When I gave up meat as a first-year student, I did so not just because of nascent first-world guilt about the environment and factory farming, but because it was cheaper.

And when I became vegan four years later, I thought I was entering a world of bulk-bought lentils and Vitalite, not exclusive menus and social capital.

I lived in Manchester, and was lucky enough to be surrounded by budget cafes that catered well for people who didn’t eat animals. I remember with mouthwatering affection Glossop’s Globe Inn, where a largely vegan menu was dished up at £3 for a main course and where I first heard the word “seitan” (swiftly followed by “and ale pie and chips”).

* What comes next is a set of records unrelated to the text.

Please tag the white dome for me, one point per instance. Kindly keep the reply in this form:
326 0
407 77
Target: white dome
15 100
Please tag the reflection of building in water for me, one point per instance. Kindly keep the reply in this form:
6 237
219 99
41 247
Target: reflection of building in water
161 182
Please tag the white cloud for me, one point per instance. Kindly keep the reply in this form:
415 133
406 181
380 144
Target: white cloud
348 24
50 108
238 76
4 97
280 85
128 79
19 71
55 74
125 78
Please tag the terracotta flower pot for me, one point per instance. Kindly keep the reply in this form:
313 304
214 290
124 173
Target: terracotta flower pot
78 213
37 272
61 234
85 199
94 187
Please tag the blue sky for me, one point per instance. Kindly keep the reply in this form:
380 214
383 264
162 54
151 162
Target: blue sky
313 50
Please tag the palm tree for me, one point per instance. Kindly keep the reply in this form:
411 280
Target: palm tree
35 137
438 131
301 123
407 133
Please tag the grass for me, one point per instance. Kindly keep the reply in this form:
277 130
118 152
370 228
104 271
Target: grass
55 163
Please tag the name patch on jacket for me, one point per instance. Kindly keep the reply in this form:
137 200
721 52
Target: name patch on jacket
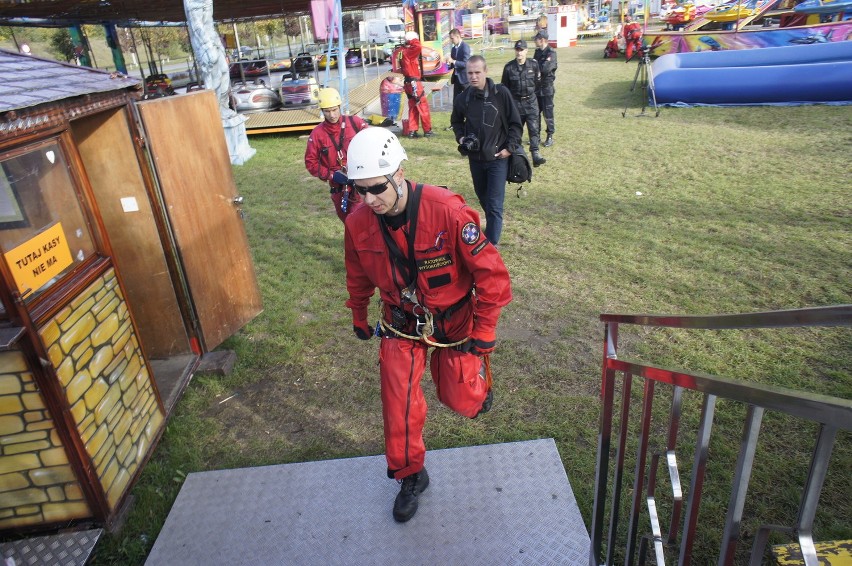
470 233
434 263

The point I’m making is that while I’m delighted to see a self-avowedly vegan pub opening to a degree of fanfare it’s more important than ever that it makes an effort to welcome the people who might have drunk there 10, 20 or 30 years ago. Like many places in Hackney, Homerton is a mix of old and new communities. Veganism is no longer a hairshirt-y cult, but what it has lost in one stereotype it has gained in another: vegan shops and restaurants are too often now a sign of gentrification.

So I’m encouraged by the pub’s talk of breaking stereotypes. Not, obviously, that I think there’s anything wrong with being vegan – but with places like Dalston becoming increasingly polarised between upmarket meat-free pizza restaurants and older, more affordable cafes and takeaways, veganism is gaining a reputation for being exclusive when it should be the opposite: everyone can eat meat-free food but not everyone can eat meat.

Ridley Road’s fruit and veg stalls were vegan long before cashew cheese was invented. Veganism isn’t just for judgemental elites: it’s for everyone.